Methods have been devised for establishing infection in vitro of mouse macrophages and fibroblasts with Mycoplasma pulmonis. The mycoplasmas attached to the cells and under appropriate cultural conditions grew into a lawn of microorganisms covering most of the cell surface. The mycoplasmas grew abundantly on fibroblasts cultured in minimal essential medium containing 20% fetal calf serum; supplementation of this medium with heart infusion broth was necessary to obtain similar growth on macrophages. The infection of these cells appeared to be essentially an extracellular process; only rarely were partially degraded mycoplasmas seen with phagocytic vacuoles.
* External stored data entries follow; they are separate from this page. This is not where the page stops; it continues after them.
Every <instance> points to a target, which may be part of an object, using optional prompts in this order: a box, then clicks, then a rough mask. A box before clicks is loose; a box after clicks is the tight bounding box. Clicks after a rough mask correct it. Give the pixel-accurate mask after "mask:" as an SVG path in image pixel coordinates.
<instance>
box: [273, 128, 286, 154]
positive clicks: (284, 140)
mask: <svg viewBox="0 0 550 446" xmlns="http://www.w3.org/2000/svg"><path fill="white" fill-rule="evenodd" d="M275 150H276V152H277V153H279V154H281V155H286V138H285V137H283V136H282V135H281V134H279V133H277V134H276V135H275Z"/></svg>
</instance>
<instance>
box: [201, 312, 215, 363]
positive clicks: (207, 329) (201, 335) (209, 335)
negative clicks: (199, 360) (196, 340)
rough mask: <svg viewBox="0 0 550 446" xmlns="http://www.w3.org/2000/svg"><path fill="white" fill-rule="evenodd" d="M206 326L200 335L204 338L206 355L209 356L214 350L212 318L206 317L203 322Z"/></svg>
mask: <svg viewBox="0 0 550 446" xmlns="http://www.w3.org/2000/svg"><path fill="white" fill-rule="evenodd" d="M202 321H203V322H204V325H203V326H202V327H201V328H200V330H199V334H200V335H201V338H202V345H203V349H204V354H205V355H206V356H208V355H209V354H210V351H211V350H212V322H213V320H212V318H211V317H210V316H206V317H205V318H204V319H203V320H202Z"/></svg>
The addition to heavily infected macrophage cultures of low concentrations of anti-mycoplasma antibody stimulated rapid, massive phagocytosis of the surface microorganisms. In sharp contrast, the same antiserum had no discernable effect on the mycoplasma-fibroblast relationship. The antibody effect in the macrophage system was apparently a direct opsonic one rather than an indirect result of microbial killing, since the mycoplasmas in macrophage or fibroblast cultures incorporated labelled thymidine into DNA after the addition of antiserum to the medium.

The phagocytic event and the subsequent fate of the mycoplasmas were studied in detail after the addition of antibody to the macrophage cultures. Phase-contrast cinemicrophotography revealed membrane ruffles surrounding the surface mycoplasmas and disappearance from view of the organisms; 10–30 min later translucent grapelike clusters were seen in large phagocytic vacuoles. On electronmicroscopic study the surface mycoplasmas were surrounded by pincers-like projections of the macrophage. Numerous mycoplasmas were seen in phagocytic vacuoles; in the early minutes after the addition of antibody the intracellular mycoplasmas appeared normal, but within 2 hr they appeared partially degraded with a central electron-lucent area and electron-opaque deposits at the microbial cell margin. 24 hr after the addition of antiserum, digestion of the mycoplasmas was nearly complete; the cells appeared normal except for large residual bodies composed of amorphous moderately dense material and increased lipid deposits.

Degradation of mycoplasmas within macrophages was also studied using infected cultures in which the mycoplasmas, but not the macrophages, had incorporated tritiated thymidine into DNA. The appearance of large amounts of acid-soluble radiolabel after phagocytosis stimulated by antibody confirmed the degradation of the intracellular mycoplasmas.